Please refer to Figures 8a and 8b, which are HPLC images of flavonoids and HPLC images of the extracts obtained in Example 14 of the present invention, respectively. As shown in the figure, the composition of the extract of Antrodia camphorata according to any one of the embodiments of the present invention is analyzed by High Performance Liquid Chromatography (HPLC), which has a distinct peak at 4 to 8 minutes in the spectrum, and The peaks of the polyphenolic bioflavonoids are similar. HPLC map As a result, it was preliminarily judged that the extract of the extract of Antrodia camphorata contains polyphenols of bioflavonoids.

In summary, the method for preparing an extract of Antrodia camphorata of the present invention, which has the tyrosinase inhibition rate, the survival rate to B16-F10 cells, and the B16-F10 cell yoghurt extract obtained by the extract of Antrodia camphorata Amino acidase activity, melanin content in B16-F10 cells, and antioxidant capacity are comparable to those of commonly used whitening products, and even better. At the same time, the Antrodia camphorata extract obtained by the method of the four times repeated temperature gradient stimulation growth has the best performance, so the repeated temperature gradient stimulation growth in this method helps to improve the inhibition of tyramine by Antrodia camphorata extract. The ability of the acid enzyme to produce extracts using this method is most suitable as a new generation of whitening cosmetics.

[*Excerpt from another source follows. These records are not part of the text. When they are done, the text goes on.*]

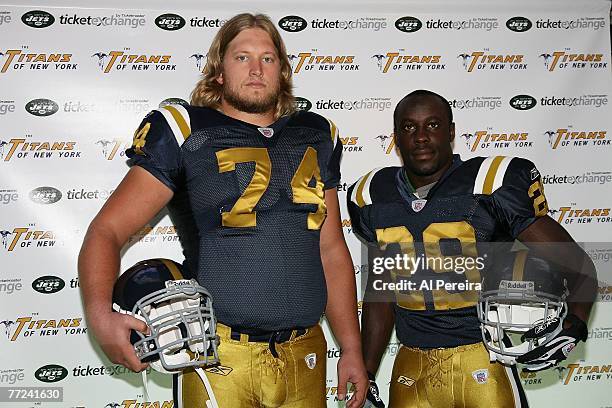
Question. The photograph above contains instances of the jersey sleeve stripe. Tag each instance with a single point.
(333, 130)
(176, 274)
(501, 173)
(482, 173)
(518, 269)
(173, 123)
(490, 177)
(361, 192)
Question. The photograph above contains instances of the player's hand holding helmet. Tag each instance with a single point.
(522, 310)
(373, 399)
(558, 348)
(177, 311)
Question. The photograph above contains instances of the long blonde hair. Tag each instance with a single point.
(208, 91)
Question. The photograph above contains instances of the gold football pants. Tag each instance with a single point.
(457, 377)
(250, 376)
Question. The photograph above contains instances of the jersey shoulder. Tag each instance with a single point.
(376, 186)
(486, 175)
(164, 125)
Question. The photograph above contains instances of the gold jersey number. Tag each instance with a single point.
(242, 214)
(432, 235)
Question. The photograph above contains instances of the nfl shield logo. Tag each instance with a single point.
(417, 205)
(311, 360)
(481, 376)
(267, 132)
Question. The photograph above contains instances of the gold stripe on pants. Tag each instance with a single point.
(250, 376)
(461, 377)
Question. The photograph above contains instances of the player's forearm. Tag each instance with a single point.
(583, 290)
(98, 266)
(341, 310)
(377, 321)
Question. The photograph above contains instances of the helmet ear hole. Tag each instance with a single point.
(178, 311)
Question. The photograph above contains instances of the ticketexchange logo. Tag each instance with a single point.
(111, 20)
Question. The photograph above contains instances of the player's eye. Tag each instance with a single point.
(409, 127)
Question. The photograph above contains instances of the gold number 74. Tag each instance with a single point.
(242, 214)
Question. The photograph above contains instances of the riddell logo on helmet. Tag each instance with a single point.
(583, 372)
(515, 285)
(179, 283)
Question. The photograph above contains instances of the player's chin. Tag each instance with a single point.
(423, 167)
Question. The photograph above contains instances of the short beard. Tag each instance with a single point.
(261, 105)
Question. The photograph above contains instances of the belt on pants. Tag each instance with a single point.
(271, 337)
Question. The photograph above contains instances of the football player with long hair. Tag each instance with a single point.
(438, 207)
(250, 185)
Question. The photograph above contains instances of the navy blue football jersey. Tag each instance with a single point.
(476, 202)
(248, 206)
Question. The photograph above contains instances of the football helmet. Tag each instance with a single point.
(520, 293)
(178, 311)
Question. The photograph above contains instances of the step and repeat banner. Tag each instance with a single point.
(525, 79)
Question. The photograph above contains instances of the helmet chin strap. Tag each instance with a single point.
(212, 402)
(494, 355)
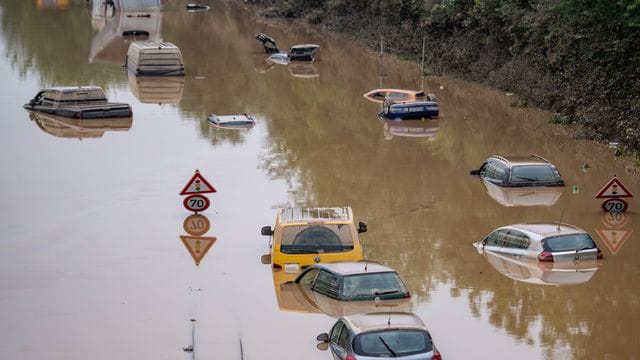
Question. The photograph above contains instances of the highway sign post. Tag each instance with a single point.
(613, 192)
(195, 188)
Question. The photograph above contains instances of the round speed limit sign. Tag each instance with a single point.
(614, 205)
(196, 203)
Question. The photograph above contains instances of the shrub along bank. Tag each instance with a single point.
(577, 58)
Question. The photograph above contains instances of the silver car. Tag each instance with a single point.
(547, 242)
(374, 336)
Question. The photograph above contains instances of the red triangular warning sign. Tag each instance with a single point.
(197, 246)
(614, 238)
(614, 189)
(197, 185)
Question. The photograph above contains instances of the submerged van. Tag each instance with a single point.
(154, 58)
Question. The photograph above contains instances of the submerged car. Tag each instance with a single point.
(78, 102)
(243, 121)
(353, 281)
(513, 171)
(299, 297)
(398, 95)
(268, 43)
(532, 271)
(546, 242)
(392, 335)
(305, 236)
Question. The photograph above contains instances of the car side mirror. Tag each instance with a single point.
(266, 231)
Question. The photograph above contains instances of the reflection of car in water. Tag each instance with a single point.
(393, 335)
(298, 297)
(546, 242)
(156, 89)
(411, 128)
(542, 273)
(64, 127)
(525, 195)
(304, 236)
(513, 171)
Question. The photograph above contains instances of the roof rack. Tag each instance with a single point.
(500, 157)
(541, 158)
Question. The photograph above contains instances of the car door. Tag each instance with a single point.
(338, 340)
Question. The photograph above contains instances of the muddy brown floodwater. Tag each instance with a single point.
(95, 258)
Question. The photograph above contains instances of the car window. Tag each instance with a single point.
(335, 332)
(310, 239)
(370, 286)
(520, 174)
(571, 242)
(494, 171)
(397, 96)
(308, 277)
(496, 238)
(392, 343)
(326, 283)
(515, 239)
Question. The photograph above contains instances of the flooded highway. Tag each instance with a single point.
(98, 257)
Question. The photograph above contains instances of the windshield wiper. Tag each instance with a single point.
(387, 346)
(526, 178)
(386, 292)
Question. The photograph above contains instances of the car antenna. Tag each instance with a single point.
(560, 221)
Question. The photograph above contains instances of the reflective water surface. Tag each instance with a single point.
(97, 259)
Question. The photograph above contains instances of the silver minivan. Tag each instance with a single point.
(548, 242)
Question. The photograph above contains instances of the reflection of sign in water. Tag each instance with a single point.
(198, 246)
(614, 220)
(615, 205)
(614, 238)
(196, 224)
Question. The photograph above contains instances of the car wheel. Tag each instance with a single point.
(386, 107)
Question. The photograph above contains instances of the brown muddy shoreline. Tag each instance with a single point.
(567, 67)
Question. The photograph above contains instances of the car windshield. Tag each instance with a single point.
(369, 286)
(571, 242)
(309, 239)
(528, 173)
(392, 343)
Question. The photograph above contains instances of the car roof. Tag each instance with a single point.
(354, 267)
(360, 323)
(547, 229)
(321, 214)
(522, 160)
(72, 88)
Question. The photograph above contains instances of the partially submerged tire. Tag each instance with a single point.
(386, 107)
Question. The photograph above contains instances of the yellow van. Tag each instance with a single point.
(305, 236)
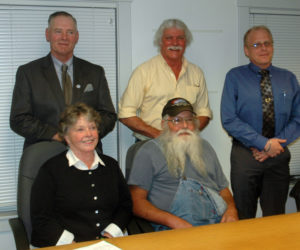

The above is intended to be illustrative only and not limiting. Any equivalent modifications or alterations to the spirit and scope of the invention are intended to be included in the scope of the appended claims.

S1~S3‧‧‧ steps

Claims (8)

A method for preparing an extract of Antrodia camphorata for whitening, comprising the steps of: inoculating a strain of Antrodia camphorata in a medium for a predetermined period of time to obtain a body of Antrodia camphorata; and repeating the body of the Antrodia camphorata 2 to 4 times Temperature gradient stimulating growth treatment to obtain a burdock fermented product; and extracting the burdock fermented material in a solvent to obtain an extract of Antrodia camphorata; wherein each repeated temperature gradient stimulating growth treatment comprises sequentially following a fourth period And cultivating, wherein the first period is about 4 ° C to about 8 ° C From about 3 days to about 7 days; the second period is from about 10 ° C to about 16 ° C for from about 3 days to about 7 days; the third period is from about 18 ° C to about 24 ° C for from about 3 days to about 7 Days; and the fourth period is from about 26 ° C to about 32 ° C for from about 3 days to about 7 days. The method of claim 1, wherein the A. angustifolia strain liquid system comprises: a strain of Antrodia camphorata; and a culture solution comprising about 1% to about 10% glucose, and about 1% to about 10% wood. Sugar, from about 0.1% to about 1% yeast extract, from about 0.1% to about 1% peptone, and from about 0.2% to about 2% coffee Brown slag. The method of claim 2, wherein the medium comprises from about 5% to about 15% by weight of white rice, brown rice, purple rice, wheat, oats, oatmeal, sorghum or coix seed. The method of claim 3, wherein the ratio of the A. angustifolia strain liquid to the medium is about 0.6 liters to about 1.6 liters of the A. sinensis strain solution and about 1 kg of the medium. The method of claim 1, wherein the predetermined time is from about 7 days to about 14 days. The method of claim 1, wherein the solvent comprises water, alcohol, acetic acid or sodium hydrogencarbonate. The method of claim 6, wherein the ratio of the fermentation of the Antrodia camphorata to the solvent is about 1 kg of the fermentation of the Antrodia camphorata and about 10 liters to about 20 liters of the solvent. The method of claim 7, wherein the fermented Antrodia camphora fermented product further comprises drying and grinding the astragalus fermentate into a powder.